Media memiliki beberapa fungsi dalam Heru Setyawan (2011)  di antaranya:
  1. Mengatasi keterbatasan pengalaman yang dimiliki oleh para peserta didik. Pengalaman tiap peserta didik berbeda-beda, tergantung dari faktor-faktor yang menentukan kekayaan pengalaman anak. Media pembelajaran dapat mengatasi perbedaan tersebut.
  2. Melampaui batasan ruang kelas. Banyak hal yang tidak mungkin dialami secara langsung di dalam kelas oleh para peserta didik tentang suatu obyek. Melalui penggunaan media yang tepat, maka semua obyek itu dapat disajikan kepada peserta didik.
  3. Memungkinkan adanya interaksi langsung antara peserta didik dengan lingkungannya.
  4. Media menghasilkan keseragaman pengamatan
  5. Media dapat menanamkan konsep dasar yang benar, konkrit, dan realistis.
  6. Media membangkitkan keinginan dan minat baru.
  7. Media membangkitkan motivasi dan merangsang anak untuk belajar.
  8. Media memberikan pengalaman yang integral/menyeluruh dari yang konkrit sampai dengan abstrak
Terdapat berbagai jenis media belajar dalam Heru Setyawan (2011) yaitu:
  1. Media Visual : grafik, diagram, chart, bagan, poster, kartun, komik
  2. Media Audial : radio, tape recorder, laboratorium bahasa, dan sejenisnya
  3. Projected still media : slide; over head projektor (OHP), LCD Proyektor dan sejenisnya
  4. Projected motion media : film, televisi, video (VCD, DVD, VTR), komputer dan sejenisnya.
  5. Study Tour Media : Pembelajaran langsung ke obyek atau tempat study seperti Museum, Candi, dll.
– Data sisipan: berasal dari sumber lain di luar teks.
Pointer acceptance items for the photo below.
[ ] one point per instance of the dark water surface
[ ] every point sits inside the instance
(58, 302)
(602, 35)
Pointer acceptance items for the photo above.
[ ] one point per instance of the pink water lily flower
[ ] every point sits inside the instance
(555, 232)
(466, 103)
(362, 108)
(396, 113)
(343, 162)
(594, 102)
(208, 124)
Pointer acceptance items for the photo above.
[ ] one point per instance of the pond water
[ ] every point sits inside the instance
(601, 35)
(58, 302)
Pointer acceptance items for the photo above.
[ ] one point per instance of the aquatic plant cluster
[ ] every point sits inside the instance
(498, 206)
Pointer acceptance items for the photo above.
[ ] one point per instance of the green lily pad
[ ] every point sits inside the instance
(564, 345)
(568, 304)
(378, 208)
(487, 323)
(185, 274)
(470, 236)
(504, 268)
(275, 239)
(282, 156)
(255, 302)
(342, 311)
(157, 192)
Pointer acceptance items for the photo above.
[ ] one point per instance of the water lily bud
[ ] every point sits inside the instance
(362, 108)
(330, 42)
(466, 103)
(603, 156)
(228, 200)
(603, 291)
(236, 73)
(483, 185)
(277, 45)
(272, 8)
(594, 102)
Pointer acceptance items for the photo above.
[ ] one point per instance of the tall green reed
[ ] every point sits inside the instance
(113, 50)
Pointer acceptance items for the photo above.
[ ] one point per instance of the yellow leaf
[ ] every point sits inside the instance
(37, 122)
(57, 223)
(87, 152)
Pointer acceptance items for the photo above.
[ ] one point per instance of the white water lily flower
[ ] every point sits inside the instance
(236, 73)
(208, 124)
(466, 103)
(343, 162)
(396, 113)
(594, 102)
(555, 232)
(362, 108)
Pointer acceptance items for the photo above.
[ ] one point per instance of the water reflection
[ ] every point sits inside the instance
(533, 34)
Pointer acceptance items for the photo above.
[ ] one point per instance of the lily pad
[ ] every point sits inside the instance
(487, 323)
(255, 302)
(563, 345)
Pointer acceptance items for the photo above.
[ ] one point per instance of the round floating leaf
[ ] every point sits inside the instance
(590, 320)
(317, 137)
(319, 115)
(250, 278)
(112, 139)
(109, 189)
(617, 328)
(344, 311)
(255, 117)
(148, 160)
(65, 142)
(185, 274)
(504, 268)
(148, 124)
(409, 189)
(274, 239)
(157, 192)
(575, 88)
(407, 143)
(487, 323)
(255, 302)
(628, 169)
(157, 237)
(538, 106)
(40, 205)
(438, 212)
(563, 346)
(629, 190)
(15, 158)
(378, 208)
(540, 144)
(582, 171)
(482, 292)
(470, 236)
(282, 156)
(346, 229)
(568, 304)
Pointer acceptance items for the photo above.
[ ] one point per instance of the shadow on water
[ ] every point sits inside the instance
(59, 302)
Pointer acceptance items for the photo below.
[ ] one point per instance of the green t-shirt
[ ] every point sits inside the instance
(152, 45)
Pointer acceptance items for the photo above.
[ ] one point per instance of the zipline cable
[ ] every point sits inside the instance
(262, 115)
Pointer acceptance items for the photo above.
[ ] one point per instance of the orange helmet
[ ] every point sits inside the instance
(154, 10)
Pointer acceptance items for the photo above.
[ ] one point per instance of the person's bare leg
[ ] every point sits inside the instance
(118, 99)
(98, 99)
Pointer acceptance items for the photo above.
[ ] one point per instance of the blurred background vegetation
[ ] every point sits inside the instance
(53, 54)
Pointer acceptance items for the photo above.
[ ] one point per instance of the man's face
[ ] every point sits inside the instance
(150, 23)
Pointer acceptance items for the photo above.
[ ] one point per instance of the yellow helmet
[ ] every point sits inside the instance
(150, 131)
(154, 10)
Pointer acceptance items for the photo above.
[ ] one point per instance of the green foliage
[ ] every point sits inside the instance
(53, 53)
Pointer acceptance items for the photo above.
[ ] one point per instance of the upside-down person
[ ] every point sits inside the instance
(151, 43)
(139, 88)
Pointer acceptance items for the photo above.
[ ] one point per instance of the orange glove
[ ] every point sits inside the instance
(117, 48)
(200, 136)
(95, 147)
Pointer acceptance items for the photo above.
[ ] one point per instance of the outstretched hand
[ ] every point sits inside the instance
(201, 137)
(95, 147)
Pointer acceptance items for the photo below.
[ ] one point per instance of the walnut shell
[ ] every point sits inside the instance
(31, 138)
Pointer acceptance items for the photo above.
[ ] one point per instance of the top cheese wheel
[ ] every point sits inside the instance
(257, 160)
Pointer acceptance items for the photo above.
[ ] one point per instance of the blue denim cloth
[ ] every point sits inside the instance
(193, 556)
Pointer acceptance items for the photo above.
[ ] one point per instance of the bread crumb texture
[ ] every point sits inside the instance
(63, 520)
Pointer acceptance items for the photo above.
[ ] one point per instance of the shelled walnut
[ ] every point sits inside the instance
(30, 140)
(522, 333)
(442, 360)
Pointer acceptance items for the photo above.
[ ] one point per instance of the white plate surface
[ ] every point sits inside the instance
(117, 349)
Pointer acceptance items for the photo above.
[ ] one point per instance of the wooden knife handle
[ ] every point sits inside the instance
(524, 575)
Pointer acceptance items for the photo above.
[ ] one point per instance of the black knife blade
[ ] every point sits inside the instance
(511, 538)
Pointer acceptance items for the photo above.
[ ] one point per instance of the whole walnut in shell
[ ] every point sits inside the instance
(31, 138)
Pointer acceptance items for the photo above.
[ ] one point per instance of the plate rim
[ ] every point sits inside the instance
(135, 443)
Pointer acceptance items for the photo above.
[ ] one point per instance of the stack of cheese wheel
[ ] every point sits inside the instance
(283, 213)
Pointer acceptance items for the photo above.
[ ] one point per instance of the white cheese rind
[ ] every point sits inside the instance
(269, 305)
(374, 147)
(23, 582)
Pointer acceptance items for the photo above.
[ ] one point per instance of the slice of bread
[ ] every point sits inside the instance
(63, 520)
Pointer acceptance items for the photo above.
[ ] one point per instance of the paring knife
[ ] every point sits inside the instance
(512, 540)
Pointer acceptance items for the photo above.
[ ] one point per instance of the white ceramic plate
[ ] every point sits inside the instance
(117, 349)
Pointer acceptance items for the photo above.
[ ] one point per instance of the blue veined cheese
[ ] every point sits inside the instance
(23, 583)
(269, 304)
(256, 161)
Manfaat penggunaan media pembelajaran dalam Mistar (2011) adalah:
Penyampaian materi pembelajaran dapat diseragamkan, proses pembelajaran menjadi lebih jelas dan menarik, proses pembelajaran menjadi lebih interaktif, efisiensi dalam waktu dan tenaga, meningkatkan kualitas hasil belajar peserta didik, memungkinkan proses belajar dapat dilakukan di mana saja dan kapan saja, menumbuhkan sikap positif peserta didik terhadap materi dan proses belajar serta mengubah peran tenaga pendidik ke arah yang lebih positif dan produktif.”


Dari keterangan di atas dapat disimpulkan bahwa media adalah sarana penyampai informasi/pesan agar lebih mudah diterima oleh si penerima. Media dapat meningkatkan minat dan motivasi anak dalam pembelajaran sehingga tujuan pembelajaan tercapai sesuai dengan yang diharapkan.